Baca berita tanpa iklan. Gabung Kompas.com+
Seto Mulyadi
Ketua Umum LPAI

Ketua Umum LPAI; Guru Besar Fakultas Psikologi Universitas Gunadarma; Mantan Anggota Balai Pertimbangan Pemasyarakatan Kemenkumham RI

Politik untuk Anak, Anak untuk Politik

Kompas.com - 31/01/2024, 06:30 WIB
Anda bisa menjadi kolumnis !
Kriteria (salah satu): akademisi, pekerja profesional atau praktisi di bidangnya, pengamat atau pemerhati isu-isu strategis, ahli/pakar di bidang tertentu, budayawan/seniman, aktivis organisasi nonpemerintah, tokoh masyarakat, pekerja di institusi pemerintah maupun swasta, mahasiswa S2 dan S3. Cara daftar baca di sini

DENGAN komitmen bahwa Indonesia berdemokrasi, maka semestinya tidak perlu ada ketakutan pada partai politik dan pada kampanye politik.
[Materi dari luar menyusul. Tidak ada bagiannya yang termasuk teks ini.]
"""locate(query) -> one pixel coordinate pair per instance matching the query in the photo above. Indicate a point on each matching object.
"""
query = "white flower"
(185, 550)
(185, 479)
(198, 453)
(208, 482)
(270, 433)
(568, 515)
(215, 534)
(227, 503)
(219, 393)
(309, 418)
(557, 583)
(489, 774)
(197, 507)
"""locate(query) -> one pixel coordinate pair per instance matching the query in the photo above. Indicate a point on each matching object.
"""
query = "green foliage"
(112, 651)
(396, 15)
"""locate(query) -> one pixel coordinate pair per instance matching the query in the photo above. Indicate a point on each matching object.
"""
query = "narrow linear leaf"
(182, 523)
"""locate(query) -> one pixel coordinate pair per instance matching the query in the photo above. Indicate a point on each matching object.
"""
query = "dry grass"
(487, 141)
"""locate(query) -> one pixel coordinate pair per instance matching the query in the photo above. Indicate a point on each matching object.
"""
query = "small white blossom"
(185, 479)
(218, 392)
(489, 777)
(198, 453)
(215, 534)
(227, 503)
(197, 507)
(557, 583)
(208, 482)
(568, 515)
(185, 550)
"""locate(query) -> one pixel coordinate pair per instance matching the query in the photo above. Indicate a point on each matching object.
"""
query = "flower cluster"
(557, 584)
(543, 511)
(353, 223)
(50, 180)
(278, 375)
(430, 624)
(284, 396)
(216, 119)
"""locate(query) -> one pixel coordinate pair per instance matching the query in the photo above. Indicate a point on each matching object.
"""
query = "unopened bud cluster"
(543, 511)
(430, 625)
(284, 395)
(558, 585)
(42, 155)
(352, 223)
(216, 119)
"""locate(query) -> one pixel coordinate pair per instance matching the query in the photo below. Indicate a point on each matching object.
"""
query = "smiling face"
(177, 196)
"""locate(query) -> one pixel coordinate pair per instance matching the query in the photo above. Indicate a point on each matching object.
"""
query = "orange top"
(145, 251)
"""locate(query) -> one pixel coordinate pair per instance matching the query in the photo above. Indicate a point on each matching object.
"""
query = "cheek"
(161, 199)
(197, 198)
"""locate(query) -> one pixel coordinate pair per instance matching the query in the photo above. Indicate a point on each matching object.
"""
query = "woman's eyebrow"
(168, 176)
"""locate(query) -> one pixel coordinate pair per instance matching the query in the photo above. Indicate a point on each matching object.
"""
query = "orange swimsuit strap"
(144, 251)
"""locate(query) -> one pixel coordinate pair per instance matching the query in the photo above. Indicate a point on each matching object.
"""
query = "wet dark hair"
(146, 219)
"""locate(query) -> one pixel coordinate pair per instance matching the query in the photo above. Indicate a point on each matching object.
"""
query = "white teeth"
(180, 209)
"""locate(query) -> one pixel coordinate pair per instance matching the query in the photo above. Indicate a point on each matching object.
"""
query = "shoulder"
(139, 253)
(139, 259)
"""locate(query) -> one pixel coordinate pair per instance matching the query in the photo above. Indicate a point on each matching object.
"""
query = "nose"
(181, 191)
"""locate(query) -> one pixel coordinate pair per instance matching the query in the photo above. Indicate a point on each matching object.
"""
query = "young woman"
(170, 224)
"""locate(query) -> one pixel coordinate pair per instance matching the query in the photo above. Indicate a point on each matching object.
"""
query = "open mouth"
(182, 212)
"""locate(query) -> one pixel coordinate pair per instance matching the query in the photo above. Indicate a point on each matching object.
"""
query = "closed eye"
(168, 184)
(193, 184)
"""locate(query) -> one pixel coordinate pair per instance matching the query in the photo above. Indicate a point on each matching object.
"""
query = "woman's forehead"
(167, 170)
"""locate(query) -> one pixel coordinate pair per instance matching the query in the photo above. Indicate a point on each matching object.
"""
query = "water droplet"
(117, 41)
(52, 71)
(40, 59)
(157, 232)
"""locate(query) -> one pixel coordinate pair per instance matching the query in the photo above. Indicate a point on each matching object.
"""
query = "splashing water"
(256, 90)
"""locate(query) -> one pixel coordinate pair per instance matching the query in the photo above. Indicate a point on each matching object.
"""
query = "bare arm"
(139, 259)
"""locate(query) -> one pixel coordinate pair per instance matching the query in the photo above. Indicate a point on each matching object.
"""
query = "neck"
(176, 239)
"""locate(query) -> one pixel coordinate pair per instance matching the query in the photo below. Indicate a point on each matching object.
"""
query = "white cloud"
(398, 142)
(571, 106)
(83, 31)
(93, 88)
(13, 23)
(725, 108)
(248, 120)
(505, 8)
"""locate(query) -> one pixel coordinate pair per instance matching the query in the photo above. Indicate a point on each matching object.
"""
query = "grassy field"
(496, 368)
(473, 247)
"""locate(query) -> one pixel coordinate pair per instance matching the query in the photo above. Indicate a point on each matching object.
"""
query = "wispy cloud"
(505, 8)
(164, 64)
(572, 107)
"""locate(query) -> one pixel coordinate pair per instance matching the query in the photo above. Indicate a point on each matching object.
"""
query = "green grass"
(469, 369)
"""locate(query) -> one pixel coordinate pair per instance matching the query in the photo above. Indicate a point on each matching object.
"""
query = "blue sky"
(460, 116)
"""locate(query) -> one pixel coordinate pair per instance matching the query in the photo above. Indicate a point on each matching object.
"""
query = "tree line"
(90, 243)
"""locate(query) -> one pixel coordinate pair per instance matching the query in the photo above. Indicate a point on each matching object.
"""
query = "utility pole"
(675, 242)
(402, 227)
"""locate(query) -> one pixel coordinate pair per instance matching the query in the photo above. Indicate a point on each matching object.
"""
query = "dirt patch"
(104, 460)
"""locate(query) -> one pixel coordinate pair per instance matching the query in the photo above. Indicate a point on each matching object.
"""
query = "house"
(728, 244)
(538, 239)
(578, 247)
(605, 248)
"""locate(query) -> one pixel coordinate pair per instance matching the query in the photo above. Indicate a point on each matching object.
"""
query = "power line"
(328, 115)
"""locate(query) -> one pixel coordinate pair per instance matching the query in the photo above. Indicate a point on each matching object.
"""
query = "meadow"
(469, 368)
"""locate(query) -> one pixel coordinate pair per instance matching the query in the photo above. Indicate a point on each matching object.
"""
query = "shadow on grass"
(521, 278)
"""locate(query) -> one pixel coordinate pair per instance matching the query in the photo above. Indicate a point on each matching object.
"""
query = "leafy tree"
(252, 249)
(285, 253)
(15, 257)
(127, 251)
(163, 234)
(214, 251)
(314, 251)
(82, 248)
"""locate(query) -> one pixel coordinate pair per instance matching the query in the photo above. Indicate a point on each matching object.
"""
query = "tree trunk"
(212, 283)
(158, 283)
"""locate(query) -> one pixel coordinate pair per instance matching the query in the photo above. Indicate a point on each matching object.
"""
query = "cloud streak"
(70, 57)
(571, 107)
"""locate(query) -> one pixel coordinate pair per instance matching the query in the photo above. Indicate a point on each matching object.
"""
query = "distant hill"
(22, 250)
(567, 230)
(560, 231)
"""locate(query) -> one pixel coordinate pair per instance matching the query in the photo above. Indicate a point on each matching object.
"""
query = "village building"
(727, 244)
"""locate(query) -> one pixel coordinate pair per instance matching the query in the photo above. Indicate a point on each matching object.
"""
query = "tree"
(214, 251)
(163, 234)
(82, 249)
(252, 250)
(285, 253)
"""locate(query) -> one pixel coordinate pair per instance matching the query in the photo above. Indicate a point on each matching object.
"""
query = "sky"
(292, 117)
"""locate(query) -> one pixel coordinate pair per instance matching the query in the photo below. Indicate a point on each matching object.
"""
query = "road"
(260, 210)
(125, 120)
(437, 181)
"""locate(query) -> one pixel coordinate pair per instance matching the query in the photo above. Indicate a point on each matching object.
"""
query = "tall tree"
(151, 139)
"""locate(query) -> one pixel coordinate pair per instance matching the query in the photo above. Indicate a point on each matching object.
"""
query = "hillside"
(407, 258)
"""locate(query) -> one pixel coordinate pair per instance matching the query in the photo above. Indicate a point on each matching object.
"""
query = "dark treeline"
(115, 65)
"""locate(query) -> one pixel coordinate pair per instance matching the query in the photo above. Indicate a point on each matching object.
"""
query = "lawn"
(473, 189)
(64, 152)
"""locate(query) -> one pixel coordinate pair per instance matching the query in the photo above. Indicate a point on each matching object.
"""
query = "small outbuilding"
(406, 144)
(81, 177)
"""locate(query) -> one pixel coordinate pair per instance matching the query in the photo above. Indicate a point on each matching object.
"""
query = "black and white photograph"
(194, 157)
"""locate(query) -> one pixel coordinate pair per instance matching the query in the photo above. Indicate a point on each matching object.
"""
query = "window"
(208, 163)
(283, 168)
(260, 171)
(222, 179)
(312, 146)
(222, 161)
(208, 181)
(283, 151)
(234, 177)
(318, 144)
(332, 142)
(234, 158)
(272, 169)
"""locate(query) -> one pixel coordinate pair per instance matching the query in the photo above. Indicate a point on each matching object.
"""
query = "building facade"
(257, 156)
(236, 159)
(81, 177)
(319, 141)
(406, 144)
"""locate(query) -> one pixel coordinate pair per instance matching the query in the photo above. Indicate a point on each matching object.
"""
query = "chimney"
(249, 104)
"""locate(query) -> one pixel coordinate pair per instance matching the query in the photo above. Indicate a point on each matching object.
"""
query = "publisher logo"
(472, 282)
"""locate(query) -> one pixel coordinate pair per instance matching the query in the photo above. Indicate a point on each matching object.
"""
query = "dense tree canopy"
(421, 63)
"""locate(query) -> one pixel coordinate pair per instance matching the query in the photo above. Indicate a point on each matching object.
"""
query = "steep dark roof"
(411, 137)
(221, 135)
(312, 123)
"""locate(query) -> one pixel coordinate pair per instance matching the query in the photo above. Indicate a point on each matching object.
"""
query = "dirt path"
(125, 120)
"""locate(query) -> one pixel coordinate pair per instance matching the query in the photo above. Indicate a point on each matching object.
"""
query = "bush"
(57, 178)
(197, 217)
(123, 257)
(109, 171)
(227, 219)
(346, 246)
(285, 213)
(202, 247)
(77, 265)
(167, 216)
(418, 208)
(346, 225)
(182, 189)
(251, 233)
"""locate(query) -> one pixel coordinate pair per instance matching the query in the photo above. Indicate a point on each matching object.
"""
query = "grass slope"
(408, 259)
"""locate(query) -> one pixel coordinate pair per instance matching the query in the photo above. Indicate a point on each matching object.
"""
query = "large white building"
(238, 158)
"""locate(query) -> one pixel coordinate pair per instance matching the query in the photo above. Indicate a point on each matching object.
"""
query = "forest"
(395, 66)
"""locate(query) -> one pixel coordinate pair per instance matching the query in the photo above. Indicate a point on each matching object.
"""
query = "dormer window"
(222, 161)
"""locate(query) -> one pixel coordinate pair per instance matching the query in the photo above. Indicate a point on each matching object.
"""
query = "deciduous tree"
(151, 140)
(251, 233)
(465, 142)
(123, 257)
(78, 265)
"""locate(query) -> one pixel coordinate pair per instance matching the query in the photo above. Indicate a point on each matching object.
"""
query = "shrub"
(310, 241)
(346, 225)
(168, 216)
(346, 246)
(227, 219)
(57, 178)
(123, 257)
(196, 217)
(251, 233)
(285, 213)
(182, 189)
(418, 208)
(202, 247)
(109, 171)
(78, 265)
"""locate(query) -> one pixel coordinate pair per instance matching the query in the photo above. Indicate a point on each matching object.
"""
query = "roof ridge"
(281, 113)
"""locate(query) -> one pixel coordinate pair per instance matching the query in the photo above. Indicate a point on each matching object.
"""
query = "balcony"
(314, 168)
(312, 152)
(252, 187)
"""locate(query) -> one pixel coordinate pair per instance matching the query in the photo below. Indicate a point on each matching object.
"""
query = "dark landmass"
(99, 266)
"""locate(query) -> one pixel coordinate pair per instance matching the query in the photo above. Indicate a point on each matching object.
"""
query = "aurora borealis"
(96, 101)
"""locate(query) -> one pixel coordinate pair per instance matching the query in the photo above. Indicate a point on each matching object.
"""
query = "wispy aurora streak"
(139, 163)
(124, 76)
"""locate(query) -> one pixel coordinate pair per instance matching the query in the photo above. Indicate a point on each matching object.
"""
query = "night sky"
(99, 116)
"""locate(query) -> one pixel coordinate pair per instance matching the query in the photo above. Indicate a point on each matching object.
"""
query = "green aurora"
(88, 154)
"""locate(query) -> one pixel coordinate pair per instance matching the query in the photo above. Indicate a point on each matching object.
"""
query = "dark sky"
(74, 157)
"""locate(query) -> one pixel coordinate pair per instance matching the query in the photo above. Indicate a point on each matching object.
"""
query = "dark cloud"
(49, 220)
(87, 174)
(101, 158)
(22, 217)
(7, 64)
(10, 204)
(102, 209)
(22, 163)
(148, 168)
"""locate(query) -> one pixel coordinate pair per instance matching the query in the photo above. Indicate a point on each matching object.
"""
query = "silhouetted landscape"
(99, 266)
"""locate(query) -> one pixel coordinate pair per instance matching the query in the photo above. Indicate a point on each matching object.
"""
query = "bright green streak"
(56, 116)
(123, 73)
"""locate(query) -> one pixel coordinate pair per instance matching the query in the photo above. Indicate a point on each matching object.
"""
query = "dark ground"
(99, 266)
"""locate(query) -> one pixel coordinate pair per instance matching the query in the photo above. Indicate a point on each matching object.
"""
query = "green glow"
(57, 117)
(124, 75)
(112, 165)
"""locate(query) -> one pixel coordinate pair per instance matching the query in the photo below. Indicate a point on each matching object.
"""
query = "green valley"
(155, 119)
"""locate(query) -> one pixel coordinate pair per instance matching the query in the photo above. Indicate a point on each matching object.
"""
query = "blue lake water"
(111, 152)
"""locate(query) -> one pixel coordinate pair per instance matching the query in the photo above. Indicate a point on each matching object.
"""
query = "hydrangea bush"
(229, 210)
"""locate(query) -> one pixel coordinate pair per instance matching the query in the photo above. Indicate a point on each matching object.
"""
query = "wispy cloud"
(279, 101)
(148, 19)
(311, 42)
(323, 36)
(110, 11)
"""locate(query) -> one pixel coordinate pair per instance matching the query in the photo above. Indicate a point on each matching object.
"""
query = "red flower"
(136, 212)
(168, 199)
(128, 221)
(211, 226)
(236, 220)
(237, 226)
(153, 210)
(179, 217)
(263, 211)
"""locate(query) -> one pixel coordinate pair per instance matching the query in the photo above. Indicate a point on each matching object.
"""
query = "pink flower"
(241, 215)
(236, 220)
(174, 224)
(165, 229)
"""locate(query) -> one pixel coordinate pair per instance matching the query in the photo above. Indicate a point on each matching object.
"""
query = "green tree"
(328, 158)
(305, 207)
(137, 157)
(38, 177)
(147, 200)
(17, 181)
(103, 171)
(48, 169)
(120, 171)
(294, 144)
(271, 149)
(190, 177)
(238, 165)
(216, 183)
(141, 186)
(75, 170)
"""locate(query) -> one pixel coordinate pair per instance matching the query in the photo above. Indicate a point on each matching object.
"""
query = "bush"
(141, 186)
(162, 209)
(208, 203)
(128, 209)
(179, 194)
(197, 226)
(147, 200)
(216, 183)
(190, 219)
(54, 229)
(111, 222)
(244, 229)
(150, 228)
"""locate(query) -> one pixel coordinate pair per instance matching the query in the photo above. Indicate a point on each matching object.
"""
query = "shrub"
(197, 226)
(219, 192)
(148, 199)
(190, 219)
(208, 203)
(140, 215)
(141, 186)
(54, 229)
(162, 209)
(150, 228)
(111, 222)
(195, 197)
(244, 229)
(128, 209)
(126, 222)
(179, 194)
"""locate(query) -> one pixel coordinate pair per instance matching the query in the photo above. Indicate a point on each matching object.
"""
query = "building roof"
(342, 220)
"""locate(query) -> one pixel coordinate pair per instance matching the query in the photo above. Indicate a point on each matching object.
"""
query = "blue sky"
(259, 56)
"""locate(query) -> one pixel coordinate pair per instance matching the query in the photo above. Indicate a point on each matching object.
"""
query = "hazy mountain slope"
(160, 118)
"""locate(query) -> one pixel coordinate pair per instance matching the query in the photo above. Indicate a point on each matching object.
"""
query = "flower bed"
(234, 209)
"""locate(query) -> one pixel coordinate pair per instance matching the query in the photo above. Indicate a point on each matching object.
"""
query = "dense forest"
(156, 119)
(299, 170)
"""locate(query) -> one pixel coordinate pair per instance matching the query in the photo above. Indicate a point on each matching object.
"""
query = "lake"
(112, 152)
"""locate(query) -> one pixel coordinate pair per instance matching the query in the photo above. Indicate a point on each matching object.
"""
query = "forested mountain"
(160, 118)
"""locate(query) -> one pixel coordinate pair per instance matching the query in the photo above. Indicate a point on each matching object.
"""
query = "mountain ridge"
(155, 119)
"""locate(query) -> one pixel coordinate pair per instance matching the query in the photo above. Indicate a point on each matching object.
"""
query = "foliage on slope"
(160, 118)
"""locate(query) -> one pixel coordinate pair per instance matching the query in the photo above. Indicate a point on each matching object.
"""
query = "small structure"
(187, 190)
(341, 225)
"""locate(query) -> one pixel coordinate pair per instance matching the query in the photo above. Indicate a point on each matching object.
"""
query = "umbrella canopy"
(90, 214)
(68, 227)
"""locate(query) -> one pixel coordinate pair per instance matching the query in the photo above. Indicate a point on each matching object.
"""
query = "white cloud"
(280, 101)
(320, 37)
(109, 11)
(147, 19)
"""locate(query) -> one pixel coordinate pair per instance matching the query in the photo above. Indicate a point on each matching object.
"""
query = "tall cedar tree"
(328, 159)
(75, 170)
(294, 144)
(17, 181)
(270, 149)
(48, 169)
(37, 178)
Namun berkaca pada belasan bentuk pelanggaran hak anak yang berlangsung pada masa kampanye kali ini, sebagaimana diumumkan Komisi Perlindungan Anak Indonesia (KPAI), tampak betapa pada kenyataannya parpol dan aneka kegiatan berbasis massa yang diadakan oleh parpol justru menjadi momok yang perlu dijauhi oleh anak-anak.

Pernyataan KPAI juga mendatangkan dua implikasi lainnya. Pertama, seolah anak dan politik tidak memiliki pertalian historis apa pun.

Kedua, politik dan anak adalah dua dunia yang harus disekat seketat-ketatnya. Dua tafsiran sedemikian rupa memerlukan koreksi besar-besaran.

Pertama, benarkah Indonesia tidak memiliki catatan sejarah tentang masuknya anak-anak ke dunia politik?

Menukil buku-buku biografi Sukarno, berserak kisah tentang bagaimana Sukarno sejak usia anak-anak telah dikondisikan sedemikian rupa oleh guru politiknya, Hadji Oemar Said Tjokroaminoto, agar melek politik.

Tidak sebatas dihadirkannya murid-murid senior di rumah kos-kosannya, serta deretan buku di sekolahnya, Tjokroaminoto juga sering mengajak Sukarno berkeliling melakukan kampanye-kampanye politik dari satu lapangan ke lapangan berikutnya.

Laiknya rapat akbar, pasti di situ hadir lautan manusia. Di bawah terik matahari pula. Apalagi jika pidato-pidato Tjokroaminoto disimak baik-baik. Isinya tak jauh-jauh dari propaganda untuk menumbuhkan jatidiri keindonesiaan sekaligus tantangan terhadap Pemerintah Belanda.

Jika dipadankan dengan diksi hari ini, maka barangkali perkataan-perkataan Tjokroaminoto kala itu mengandung “ujaran kebencian”.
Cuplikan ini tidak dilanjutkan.